Comment 16 Jes Sorensen 2010-09-01 15:31:12 UTC

Thanks, so we are looking at two different bugs.

Is it possible for you to try to reduce the test case to a simpler setup
that doesn't involve tftp/pxe?

Cheers,
Jes

Comment 17 Cao, Chen 2010-09-02 09:56:46 UTC

(In reply to comment #16)
> Thanks, so we are looking at two different bugs.
> 
> Is it possible for you to try to reduce the test case to a simpler setup
> that doesn't involve tftp/pxe?
> 

Jes,

I have already been testing without tftp/pxe as described in
Comment 15. just used the files under the dir, but not boot from
network.


besides, I have tried on amd-9600b, too, cannot reproduce the bug,
so it can only be triggered on the amd 1216 machine.

and as we have found "-1 EAGAIN (Resource temporarily unavailable)"
in `strace`, is the info related to the bug?



attach the cpuinfo of amd-9600b
--
processor       : 3
vendor_id       : AuthenticAMD
cpu family      : 16
model           : 2
model name      : AMD Phenom(tm) 9600B Quad-Core Processor
stepping        : 3
cpu MHz         : 1150.000
cache size      : 512 KB
physical id     : 0
siblings        : 4
core id         : 3
cpu cores       : 4
apicid          : 3
initial apicid  : 3
fpu             : yes
fpu_exception   : yes
cpuid level     : 5
wp              : yes
flags           : fpu vme de pse tsc msr pae mce cx8 apic mtrr pge mca cmov pat pse36 clflush mmx fxsr sse sse2 ht syscall nx mmxext fxsr_opt pdpe1gb rdtscp lm 3dnowext 3dnow constant_tsc rep_good nonstop_tsc extd_apicid pni monitor cx16 popcnt lahf_lm cmp_legacy svm extapic cr8_legacy abm sse4a misalignsse 3dnowprefetch osvw ibs npt lbrv svm_lock
bogomips        : 4609.53
TLB size        : 1024 4K pages
clflush size    : 64
cache_alignment : 64
address sizes   : 48 bits physical, 48 bits virtual
power management: ts ttp tm stc 100mhzsteps hwpstate

Comment 18 Jes Sorensen 2010-09-02 10:13:05 UTC

Hi Chen,

Looks like it could be related to older AMD processors then.
Would you be able to test it on the 9600 box but do this first:

rmmod kvm-amd
modprobe kvm-amd npt=0

and see if the problem shows up there then?

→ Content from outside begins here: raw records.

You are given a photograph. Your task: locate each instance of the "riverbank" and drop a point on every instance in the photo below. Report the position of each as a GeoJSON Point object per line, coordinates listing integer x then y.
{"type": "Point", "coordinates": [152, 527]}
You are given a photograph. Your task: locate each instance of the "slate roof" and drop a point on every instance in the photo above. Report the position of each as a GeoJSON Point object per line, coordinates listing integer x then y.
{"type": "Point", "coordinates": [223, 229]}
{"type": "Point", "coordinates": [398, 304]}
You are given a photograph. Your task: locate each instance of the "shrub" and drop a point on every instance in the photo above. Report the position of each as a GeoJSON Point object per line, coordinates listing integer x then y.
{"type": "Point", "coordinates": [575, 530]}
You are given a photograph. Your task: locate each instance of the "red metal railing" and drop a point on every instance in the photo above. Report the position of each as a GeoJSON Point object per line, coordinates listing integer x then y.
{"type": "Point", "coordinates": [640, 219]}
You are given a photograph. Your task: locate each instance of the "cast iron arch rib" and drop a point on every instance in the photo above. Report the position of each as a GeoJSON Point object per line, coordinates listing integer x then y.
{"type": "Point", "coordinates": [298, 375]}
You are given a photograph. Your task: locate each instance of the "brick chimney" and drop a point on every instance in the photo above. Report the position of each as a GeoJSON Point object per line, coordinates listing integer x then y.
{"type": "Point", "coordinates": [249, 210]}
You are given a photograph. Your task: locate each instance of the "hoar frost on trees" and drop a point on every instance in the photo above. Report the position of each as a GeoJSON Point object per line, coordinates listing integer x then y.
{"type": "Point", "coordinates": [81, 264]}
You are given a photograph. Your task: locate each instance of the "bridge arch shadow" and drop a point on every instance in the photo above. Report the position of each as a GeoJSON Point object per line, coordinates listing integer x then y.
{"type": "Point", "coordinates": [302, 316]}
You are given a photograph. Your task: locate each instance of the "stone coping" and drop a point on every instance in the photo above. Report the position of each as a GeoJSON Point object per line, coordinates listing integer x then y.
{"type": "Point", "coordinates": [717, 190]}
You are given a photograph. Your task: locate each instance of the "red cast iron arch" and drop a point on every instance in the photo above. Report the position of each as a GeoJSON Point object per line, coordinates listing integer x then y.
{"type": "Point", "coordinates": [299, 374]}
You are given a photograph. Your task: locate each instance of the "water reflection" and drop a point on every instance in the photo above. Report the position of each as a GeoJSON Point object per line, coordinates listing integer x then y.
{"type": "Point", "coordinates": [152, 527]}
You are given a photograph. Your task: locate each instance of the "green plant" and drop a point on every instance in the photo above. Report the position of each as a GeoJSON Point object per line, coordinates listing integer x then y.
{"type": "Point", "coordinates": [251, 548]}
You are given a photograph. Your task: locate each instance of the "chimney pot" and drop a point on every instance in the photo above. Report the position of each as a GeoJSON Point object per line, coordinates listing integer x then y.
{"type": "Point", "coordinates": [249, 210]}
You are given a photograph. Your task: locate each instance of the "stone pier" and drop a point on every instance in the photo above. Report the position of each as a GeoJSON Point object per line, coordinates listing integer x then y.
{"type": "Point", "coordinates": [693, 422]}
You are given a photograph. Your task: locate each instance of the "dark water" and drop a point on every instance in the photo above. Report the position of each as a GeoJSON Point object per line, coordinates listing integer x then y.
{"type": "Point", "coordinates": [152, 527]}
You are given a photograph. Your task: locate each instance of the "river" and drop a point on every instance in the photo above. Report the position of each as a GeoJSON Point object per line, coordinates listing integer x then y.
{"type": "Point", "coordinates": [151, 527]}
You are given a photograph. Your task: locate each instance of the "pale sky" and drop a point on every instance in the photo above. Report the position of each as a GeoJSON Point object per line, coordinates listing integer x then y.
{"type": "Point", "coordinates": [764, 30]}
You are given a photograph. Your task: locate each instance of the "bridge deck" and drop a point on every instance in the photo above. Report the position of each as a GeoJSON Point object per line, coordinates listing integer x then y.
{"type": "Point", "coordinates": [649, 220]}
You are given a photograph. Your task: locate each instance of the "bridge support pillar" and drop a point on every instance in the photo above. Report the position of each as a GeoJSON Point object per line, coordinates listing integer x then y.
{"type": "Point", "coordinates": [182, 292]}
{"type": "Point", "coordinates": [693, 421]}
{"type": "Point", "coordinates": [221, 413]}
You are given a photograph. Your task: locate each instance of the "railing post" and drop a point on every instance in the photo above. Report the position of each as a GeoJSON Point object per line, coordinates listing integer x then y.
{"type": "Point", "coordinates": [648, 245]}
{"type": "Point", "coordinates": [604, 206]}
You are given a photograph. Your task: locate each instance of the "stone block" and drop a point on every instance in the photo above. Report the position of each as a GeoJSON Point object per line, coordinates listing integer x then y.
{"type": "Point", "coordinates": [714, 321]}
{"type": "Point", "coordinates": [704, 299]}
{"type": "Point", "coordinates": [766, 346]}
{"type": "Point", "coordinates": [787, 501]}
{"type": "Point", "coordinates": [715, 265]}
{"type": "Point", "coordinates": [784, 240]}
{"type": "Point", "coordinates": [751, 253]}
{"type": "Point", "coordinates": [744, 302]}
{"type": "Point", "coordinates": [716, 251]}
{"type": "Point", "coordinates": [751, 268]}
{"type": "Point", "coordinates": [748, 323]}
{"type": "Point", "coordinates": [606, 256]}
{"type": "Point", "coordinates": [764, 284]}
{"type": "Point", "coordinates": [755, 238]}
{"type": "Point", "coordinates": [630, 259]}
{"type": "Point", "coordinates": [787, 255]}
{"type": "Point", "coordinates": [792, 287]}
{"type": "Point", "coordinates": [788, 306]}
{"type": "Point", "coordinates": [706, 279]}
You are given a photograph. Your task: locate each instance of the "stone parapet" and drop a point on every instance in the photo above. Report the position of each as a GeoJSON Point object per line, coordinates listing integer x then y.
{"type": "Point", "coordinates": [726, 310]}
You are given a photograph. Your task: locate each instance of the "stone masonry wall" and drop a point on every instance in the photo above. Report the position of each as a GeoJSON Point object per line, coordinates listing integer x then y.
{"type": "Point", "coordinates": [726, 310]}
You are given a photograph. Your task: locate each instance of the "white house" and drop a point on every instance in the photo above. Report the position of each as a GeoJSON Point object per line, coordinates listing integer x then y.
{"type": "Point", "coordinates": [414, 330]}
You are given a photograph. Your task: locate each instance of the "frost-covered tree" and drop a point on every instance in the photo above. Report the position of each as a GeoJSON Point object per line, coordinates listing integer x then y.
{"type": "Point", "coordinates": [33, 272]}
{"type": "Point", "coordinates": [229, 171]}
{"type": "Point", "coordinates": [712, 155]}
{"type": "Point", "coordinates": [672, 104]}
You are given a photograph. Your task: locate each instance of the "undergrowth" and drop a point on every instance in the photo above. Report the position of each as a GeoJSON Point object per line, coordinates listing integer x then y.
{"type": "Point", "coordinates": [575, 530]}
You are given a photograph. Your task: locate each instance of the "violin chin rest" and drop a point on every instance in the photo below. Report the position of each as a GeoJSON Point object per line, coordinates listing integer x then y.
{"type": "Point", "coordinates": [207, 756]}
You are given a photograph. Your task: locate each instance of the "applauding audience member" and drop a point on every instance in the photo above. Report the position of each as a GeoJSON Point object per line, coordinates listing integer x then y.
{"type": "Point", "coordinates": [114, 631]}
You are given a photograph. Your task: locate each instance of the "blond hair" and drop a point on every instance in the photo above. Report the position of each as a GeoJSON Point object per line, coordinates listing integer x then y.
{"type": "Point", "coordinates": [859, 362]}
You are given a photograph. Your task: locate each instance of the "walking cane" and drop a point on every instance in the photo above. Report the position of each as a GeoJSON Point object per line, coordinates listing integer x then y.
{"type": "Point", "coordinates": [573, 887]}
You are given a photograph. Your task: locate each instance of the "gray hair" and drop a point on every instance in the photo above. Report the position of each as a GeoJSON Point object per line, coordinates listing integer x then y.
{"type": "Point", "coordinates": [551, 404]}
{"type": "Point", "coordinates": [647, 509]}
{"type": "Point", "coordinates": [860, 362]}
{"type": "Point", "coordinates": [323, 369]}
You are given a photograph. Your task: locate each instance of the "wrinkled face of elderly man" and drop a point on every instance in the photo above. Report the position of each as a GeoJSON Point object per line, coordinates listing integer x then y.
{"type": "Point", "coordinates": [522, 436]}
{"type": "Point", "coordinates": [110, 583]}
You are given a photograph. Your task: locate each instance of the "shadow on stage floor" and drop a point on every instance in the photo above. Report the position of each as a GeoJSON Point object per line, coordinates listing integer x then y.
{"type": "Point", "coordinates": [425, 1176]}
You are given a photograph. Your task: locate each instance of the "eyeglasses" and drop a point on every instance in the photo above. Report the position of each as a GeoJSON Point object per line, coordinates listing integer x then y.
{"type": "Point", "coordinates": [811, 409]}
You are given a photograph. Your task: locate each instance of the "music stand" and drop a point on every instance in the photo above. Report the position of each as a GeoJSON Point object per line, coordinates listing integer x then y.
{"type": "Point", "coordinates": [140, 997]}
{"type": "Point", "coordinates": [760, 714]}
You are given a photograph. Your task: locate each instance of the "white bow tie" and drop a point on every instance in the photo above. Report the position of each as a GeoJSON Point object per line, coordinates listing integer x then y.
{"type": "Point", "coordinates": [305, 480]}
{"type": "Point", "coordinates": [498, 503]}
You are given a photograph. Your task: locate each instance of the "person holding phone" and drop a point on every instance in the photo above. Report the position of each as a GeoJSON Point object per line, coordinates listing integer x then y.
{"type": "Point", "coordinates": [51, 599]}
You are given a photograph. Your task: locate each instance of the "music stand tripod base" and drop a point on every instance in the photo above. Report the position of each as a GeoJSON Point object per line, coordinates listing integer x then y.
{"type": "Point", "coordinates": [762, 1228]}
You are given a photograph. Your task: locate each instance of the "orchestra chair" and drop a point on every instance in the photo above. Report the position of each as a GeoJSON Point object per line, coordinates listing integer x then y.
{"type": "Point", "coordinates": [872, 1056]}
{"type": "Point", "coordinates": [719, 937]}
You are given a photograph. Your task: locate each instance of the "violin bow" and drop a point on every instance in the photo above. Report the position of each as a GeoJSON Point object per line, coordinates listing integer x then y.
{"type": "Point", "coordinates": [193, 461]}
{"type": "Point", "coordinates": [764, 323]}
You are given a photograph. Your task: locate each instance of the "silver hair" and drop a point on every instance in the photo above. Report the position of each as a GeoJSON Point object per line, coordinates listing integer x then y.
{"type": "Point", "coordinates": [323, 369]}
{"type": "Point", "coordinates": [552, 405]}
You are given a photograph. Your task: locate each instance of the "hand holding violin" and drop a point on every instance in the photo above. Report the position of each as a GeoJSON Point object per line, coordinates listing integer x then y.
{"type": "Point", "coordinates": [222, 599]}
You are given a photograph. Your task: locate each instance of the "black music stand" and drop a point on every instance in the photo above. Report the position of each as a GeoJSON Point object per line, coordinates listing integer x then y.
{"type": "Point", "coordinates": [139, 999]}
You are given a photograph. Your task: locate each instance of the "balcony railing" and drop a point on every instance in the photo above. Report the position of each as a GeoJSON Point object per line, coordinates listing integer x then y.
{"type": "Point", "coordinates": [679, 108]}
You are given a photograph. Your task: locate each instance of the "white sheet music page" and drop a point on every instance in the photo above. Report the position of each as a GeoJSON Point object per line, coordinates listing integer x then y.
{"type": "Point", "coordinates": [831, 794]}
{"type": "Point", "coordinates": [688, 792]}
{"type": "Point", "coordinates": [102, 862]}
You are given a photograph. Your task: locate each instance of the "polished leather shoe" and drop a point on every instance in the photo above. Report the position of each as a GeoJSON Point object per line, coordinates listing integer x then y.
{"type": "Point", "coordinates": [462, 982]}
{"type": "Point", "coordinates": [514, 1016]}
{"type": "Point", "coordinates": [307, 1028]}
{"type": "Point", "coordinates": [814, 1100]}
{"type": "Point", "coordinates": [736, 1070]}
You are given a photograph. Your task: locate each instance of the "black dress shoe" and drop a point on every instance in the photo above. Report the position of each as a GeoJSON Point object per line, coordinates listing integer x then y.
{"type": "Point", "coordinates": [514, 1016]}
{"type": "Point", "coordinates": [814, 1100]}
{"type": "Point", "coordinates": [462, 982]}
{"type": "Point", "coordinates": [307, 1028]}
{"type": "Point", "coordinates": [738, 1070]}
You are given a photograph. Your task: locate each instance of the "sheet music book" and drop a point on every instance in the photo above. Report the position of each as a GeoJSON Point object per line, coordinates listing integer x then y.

It would be interesting
to see if the NPT support makes the problem disappear or not.

Thanks,
Jes

Comment 19 Cao, Chen 2010-09-02 14:39:58 UTC

(In reply to comment #18)
> Hi Chen,
> 
> Looks like it could be related to older AMD processors then.
> Would you be able to test it on the 9600 box but do this first:
> 
> rmmod kvm-amd
> modprobe kvm-amd npt=0
> 
> and see if the problem shows up there then? It would be interesting
> to see if the NPT support makes the problem disappear or not.

Hi Jes,

I have tried 20 times, with npt=0, cannot reproduce this bug.
I can try more later.


Cao, Chen


# cat /sys/module/kvm_amd/parameters/npt
0

Comment 20 Cao, Chen 2010-09-03 01:43:50 UTC

oops, tried again with aio=threads,

hit the problem 5 out of 50 times, so change the subject
to "guest becomes unresponsive when installing on old amd machine"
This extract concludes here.